In a class on Victorian literature at BYU, the professor commented that he saw many similarities between British Victorians and the Mormon Church, especially with regard to patriarchal attitudes and sexual prudishness. Of course, in Victorian literature rich contradictions roiled beneath that controlled surface. Unfortunately this collection, with a few exceptions, avoids addressing the complex identity of Mormon women. The majority of these poems had really nothing to do with the Mormon experience, only with the general experience of being a woman. None of the contemporary poets was born after the 1950s, thus limiting the portrayal of Mormon women’s experience to two generations. These contemporary poets would have come of age when roles for women might not have been very different from those of their foremothers; however, the women’s movement would also have had an influence.
As women experiencing a kind of hybrid coming of age—raised to believe one definition of a woman’s role and then made aware of other possibilities—it seems that they could write from a unique, transitional perspective. However, they seemed to be writing as an extension of the nineteenth-century voices, not as voices in their own place and time. The collection of contemporary poetry could have been made far more eclectic by including women of more recent generations and of cultures other than white America.

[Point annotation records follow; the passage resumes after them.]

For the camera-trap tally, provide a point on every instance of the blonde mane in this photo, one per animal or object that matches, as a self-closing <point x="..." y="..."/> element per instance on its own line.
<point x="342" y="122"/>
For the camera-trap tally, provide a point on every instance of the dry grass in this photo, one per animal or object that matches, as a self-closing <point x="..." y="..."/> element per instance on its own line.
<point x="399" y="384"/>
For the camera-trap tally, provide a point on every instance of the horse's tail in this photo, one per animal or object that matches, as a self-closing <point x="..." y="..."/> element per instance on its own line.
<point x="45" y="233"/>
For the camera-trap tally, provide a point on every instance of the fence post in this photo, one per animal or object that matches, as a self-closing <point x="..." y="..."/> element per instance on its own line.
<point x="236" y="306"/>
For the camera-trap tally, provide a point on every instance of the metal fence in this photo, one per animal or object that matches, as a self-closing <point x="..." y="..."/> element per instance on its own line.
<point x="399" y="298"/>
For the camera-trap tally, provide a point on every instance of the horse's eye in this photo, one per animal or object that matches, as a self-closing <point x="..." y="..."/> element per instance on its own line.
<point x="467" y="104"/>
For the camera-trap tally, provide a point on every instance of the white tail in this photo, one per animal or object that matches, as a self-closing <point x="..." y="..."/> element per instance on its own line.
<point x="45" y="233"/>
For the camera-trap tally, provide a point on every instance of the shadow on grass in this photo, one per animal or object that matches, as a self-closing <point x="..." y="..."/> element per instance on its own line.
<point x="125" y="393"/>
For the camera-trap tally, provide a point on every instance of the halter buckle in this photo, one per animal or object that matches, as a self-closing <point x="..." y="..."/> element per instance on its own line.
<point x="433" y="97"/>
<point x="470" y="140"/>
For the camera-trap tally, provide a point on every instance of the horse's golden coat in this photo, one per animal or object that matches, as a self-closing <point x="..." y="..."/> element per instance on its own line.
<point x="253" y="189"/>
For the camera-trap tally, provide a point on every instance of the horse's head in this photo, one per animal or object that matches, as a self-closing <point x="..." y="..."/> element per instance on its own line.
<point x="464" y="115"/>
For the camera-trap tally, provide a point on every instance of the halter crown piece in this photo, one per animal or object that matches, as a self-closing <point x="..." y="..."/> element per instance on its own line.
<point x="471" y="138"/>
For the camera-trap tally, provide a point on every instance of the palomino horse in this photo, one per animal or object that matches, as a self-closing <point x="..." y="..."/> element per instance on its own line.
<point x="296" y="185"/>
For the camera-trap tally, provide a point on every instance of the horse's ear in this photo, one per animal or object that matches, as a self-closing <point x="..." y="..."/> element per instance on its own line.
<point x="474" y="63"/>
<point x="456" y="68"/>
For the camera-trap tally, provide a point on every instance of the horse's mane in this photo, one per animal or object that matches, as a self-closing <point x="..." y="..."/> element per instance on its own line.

Ironically, I got the impression that, if the nineteenth-century women were living now, they would have been on the forefront of the women’s movement and would still be arguing for equality within the Church without apology. What has happened to the spirit of early Mormon women who used the revolutionary Church doctrine and belief to argue for equality? They did not seem to be stifled by the Church authorities. Rather they acted on a belief in their own authority. This anthology raises the question: Where is the feminist empowerment that governed so much of the early Church? It was crucial to the Church’s early development. Why is it now seen as such a threat?
Sheree Maxwell Bench and Susan Elizabeth Howe, eds. Discoveries: Two Centuries of Poems by Mormon Women, (Provo, Utah: Brigham Young University Press, 2004), 128 pp.